Did you all get spammed on Facebook with these “The Ceramics Congress Korea 2020” ads like I did? Maybe you saw them and weren’t sure what a “Ceramics Congress” was. Maybe the algorithms buried the persistent promotions from your feed. But as I sat at the computer, feeling the void of the nonexistent National Council on Education for the Ceramic Arts 2020 conference, I clicked and signed up for the online three day, twenty-four/seven ceramic marathon. Surprised to see that Sergei Isupov was going to conduct a rare talk and demonstration I looked through the rest of the schedule – what a delight to see Alessandro Gallo, Dirk Staschke, Roberto Lugo, Carole Epp, Brendan Tang, Vipoo Srivilasa, En Iwamura and more ceramic artists from around the world delivered straight to your personal viewing rectangle. The Ceramics Congress platform presents hour-long demonstrations and lectures prepared by the artists ahead of time, followed by an hour live Question and Answer session with the artists and a moderator fielding questions from the online hoard of global attendees who were incredibly positive and enthusiastic. 
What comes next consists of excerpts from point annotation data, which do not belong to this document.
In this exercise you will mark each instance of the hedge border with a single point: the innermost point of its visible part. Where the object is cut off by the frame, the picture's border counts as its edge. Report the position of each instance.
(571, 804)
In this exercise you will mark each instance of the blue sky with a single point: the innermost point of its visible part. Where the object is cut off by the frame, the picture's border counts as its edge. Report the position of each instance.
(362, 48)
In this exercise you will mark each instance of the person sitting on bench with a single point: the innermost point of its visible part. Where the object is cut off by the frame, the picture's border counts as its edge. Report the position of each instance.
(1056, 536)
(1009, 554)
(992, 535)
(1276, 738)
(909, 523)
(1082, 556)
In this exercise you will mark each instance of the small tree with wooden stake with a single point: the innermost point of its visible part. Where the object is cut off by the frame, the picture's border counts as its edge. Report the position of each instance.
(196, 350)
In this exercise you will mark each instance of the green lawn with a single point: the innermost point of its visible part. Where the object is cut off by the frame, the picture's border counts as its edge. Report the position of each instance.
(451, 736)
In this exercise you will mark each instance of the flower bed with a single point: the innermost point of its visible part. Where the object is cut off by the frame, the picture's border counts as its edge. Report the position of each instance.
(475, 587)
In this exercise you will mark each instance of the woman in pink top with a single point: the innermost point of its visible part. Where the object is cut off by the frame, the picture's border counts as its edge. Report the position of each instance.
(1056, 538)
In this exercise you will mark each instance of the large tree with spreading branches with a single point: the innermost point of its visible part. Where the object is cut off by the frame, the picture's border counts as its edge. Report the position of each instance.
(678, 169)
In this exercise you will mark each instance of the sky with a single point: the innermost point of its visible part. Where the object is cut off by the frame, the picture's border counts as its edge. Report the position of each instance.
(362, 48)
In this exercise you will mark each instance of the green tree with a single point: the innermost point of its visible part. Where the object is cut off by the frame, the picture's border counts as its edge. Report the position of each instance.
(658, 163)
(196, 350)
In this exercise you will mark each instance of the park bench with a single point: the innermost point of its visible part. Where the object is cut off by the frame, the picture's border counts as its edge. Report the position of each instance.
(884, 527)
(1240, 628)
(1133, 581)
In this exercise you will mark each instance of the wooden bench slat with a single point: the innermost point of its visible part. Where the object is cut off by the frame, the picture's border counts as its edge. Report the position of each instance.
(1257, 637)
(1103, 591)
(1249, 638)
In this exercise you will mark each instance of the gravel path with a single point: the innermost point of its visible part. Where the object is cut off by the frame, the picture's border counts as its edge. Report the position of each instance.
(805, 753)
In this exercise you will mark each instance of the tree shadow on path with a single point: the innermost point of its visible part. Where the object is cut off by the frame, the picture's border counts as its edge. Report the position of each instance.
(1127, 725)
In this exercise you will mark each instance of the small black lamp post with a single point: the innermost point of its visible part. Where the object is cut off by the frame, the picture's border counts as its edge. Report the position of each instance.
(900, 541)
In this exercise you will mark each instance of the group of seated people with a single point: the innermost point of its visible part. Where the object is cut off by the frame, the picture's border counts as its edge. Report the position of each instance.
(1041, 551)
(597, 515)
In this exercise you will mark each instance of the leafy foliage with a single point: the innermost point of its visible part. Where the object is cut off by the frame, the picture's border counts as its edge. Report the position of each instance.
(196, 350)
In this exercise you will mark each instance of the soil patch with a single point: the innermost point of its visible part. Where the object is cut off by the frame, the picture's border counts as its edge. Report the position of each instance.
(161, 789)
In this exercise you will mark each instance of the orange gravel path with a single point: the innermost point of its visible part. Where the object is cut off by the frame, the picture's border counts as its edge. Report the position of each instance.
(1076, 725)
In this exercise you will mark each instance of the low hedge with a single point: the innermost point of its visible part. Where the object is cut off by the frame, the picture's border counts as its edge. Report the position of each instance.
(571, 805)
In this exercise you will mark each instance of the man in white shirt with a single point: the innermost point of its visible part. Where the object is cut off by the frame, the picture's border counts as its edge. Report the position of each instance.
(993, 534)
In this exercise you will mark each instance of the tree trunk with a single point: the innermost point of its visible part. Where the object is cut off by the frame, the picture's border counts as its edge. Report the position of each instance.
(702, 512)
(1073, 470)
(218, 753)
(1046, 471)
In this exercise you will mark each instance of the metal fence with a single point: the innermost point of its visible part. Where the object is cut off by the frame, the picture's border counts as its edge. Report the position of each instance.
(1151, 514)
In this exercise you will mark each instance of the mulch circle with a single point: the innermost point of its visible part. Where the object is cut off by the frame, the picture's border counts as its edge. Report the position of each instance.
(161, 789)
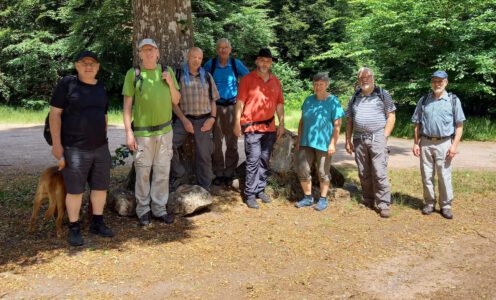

I signed up specifically to hear the lectures, but I did enjoy “wandering around” the many facets of the online event space. The Congress was hosted by the company “Hopin,” which is an online event platform where users can create engaging virtual events that connect people around the globe. Most unique in the conference was the networking feature – functioning like a clean and happy ceramic-people version of the infamous Chat Roulette. For those of you not familiar with Chat Roulette, it is an online chat website that pairs random people from around the world for online video chats. It quickly devolved to accommodating the lowest common denominator, but also included beautiful moments. Ben Folds used Chat Roulette in his concerts, circa 2010, creating improvisational songs for the people who showed up on his screen as it hovered above his piano in front of his audience. In The Ceramics Congress networking tab, you are safe from the baser elements Chat Roulette has fallen prey to. Instead you are randomly to any other person logged in to the congress who wouldn’t mind talking to strangers online about ceramic-related topics. It was a lovely way to be inclusive and introduced an element of pleasant chaos to an otherwise streamlined experience.

For a restricted time period there was a Virtual Makers Market where forty-three artists (notably Arthur Halvorsen and Punch, aka Chanakarn Semachai) sold their work via a live feed. Much like the NCECA Expo Hall, The Ceramics Congress featured booths where you could “hang out” and learn about various opportunities in the field, including residencies like Subhashok the Arts Centre in Thailand, and Studio Potter journal. Visitors could see demonstrations in the booths and receive discounts on goods and services offered by exhibitors.